Она протянула руку, не то для поцелуя, не то затем, чтобы самолично Аврелий Яковлевич убедился, что сердце ее бьется. Он и убедился. Ровно бьется, спокойно, будто и не сердце, но часы механические, королевского часового заводу. Говорят, что точней аглицких будут, ибо зело хозяева блюдут марку и право на коронный вензель.
— Тебе лишь кажется, — руку он выпустил без сожаления. — Так зачем ты желала меня видеть, дорогая?
— Я? — наигранное удивление.
И вновь больно, оттого, что прежде не понимал, сколько в ней настоящего… или было больше?
Куда подевалось?
Когда?
— Ты… за цветы спасибо. А вот волкодлак — это лишнее. Прежде ты к пустой театральщине не тяготела… зачем послала?
Молчит.
Улыбается.
Было время, ему в этой улыбке тайна мерещилась. И не только в улыбке, в женщине, от которой дух захватывало…
— Или девки по окрестным деревням закончились, что аж в самый Познаньск нужда ехать выпала? В Познаньске, так разумею, девок великое множество… едут за лучшею жизнью, — земля под ногами хрустит, будто ступает Аврелий Яковлевич по костям. — А коль не досчитаются одной — другой, то в том беды нету… многие пропадают, верно?
Молчит.
Улыбается. А прежде‑то с полуслова вскипала… ох и скандалили… стены дома ходуном ходили. Зато, выплеснувши злость, мирились, и силы тянула, колдовкина душа, колдовкина суть, да не жалко тех сил было. Сколько брала, столько ее. Не думал, что не хватит.
Или матушка повинна?
Отравила, заморочила… хорошо бы так подумать, вину на другого перевести, тогда и на душе облегчение выйдет, если осталось что от этой души.

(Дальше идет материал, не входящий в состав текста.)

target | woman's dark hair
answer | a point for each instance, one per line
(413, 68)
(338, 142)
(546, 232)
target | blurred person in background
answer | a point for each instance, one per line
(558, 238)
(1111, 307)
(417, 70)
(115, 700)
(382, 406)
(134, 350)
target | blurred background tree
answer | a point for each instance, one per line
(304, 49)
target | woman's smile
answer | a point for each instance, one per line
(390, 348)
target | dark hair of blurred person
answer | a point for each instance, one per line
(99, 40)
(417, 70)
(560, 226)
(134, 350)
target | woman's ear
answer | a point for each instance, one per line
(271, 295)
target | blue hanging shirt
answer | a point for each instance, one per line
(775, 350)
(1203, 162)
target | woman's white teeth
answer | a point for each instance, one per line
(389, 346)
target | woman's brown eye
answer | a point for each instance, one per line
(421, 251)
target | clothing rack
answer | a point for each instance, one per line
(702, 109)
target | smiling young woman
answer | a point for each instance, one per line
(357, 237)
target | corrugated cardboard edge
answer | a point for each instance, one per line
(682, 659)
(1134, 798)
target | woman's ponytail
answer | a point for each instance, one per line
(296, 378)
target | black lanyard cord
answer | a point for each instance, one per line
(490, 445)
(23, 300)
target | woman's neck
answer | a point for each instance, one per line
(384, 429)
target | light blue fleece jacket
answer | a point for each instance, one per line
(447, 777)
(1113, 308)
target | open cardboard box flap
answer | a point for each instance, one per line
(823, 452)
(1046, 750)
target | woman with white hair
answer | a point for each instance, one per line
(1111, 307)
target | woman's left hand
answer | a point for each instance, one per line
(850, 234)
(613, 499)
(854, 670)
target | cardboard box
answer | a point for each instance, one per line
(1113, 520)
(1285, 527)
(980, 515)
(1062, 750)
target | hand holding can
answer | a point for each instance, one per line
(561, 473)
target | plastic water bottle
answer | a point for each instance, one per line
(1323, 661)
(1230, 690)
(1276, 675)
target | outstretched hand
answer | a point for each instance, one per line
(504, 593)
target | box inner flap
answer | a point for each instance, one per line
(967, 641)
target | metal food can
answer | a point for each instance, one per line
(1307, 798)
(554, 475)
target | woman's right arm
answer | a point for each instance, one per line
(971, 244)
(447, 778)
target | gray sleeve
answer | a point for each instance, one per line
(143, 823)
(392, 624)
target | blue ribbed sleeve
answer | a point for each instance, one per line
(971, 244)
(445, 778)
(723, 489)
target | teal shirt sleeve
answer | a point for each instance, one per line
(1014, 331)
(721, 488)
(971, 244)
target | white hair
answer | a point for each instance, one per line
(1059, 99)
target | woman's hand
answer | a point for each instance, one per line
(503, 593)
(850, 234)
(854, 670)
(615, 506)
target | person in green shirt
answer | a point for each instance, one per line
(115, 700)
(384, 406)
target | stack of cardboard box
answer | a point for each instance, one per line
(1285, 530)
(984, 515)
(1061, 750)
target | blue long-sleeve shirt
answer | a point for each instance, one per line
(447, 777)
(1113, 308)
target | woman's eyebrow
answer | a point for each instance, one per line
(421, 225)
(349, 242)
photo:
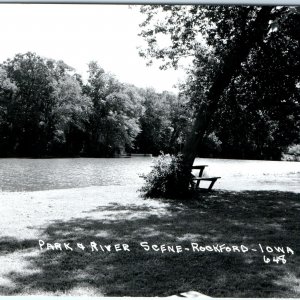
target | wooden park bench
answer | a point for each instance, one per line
(195, 180)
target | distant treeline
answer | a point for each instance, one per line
(46, 110)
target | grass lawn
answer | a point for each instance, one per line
(117, 215)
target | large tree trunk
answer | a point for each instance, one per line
(231, 64)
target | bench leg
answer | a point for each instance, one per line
(211, 184)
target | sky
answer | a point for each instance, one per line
(78, 34)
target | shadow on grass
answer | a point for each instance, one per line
(234, 218)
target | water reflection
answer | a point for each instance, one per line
(47, 174)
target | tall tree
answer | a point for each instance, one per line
(231, 31)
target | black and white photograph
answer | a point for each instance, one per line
(150, 150)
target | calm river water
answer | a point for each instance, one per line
(48, 174)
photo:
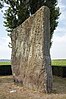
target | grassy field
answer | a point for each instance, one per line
(9, 90)
(56, 62)
(59, 62)
(5, 63)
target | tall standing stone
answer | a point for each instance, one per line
(31, 52)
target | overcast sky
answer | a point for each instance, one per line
(58, 49)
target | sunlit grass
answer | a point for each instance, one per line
(59, 62)
(5, 63)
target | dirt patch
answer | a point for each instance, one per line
(8, 90)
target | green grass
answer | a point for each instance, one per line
(5, 63)
(59, 62)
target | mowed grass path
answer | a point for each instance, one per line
(59, 62)
(5, 63)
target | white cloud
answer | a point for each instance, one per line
(5, 51)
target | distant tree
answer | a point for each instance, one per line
(19, 10)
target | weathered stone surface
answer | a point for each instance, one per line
(31, 52)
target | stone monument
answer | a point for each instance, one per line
(31, 52)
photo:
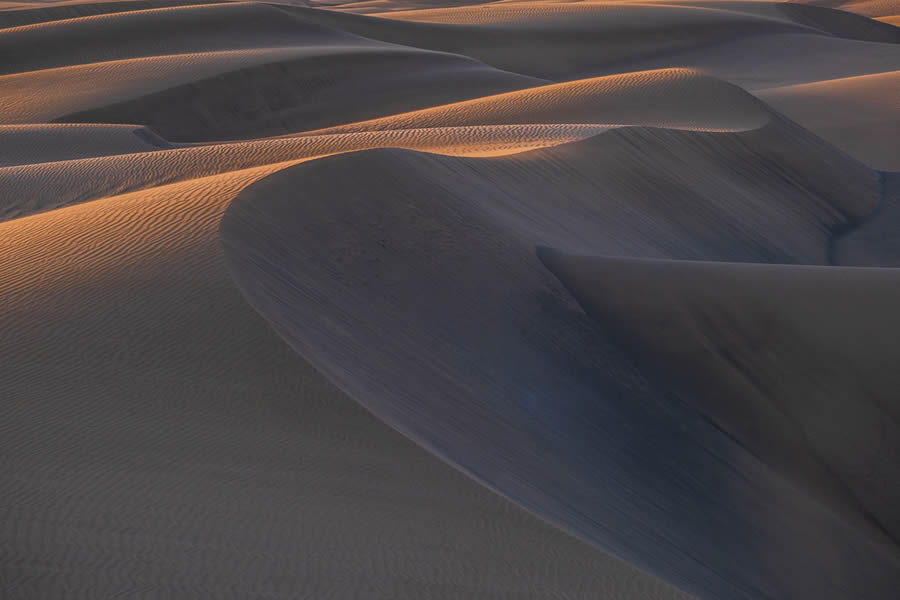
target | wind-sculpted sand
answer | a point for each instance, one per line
(443, 299)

— Только Нинон, которая тебе девиц сватала, стала мешать, — влез Себастьян. От же ж неугомонная душа. — Норов у нее дурной. И запросы, надо думать, росли… вот ты и решила проблему по — своему. А заодно уж и Лихо подставила.
— Сообразительный мальчик, — прозвучало почти с нежностью, почти с гордостью, будто бы был Себастьян не жертвенным бараном, о чем, верно, догадывался, но родичем.
Сыном.
Интересно, если б послали боги сына, то на кого походил бы?
Хорошо, что не послали. Без детей оно легче этакие дела решать… Аврелий Яковлевич переложил тросточку в левую руку.
— А сваха отказалась на тебя работать. Более того, похоже, влезла в твои дела… небось, у нее знакомых вдоволь имелось, рассказали о том, что очень много девушек в приграничье сватают, да ни одна счастливая невеста назад не вернулась. В полицию донести собиралась?
Руку вскинула, пальцы знаком вызова сплетая.
— Погоди, — Аврелий Яковлевич успел перехватить.
Запястье тонкое, фарфоровое.
— Проклясть всегда успеешь. Сама звала, дорогая, а теперь вот злишься, что гости неудобные дюже.
— Гости? — со странным выражением повторила она. — Гости… и себя гостем полагаешь, Аврельюшка?
Давно она так не называла, и ведь только имя произнесла, но как… будто бы само его звучание противно ей.
Княжна.
Или уже княгиня? И его место — за кругом, а он, холоп, посмел желать иного, и беда не в том, что желал, теперь Аврелий Яковлевич осознавал сие отчетливо, но в том, что она поддалась собственной слабости, за которую не простила ни себя, ни его.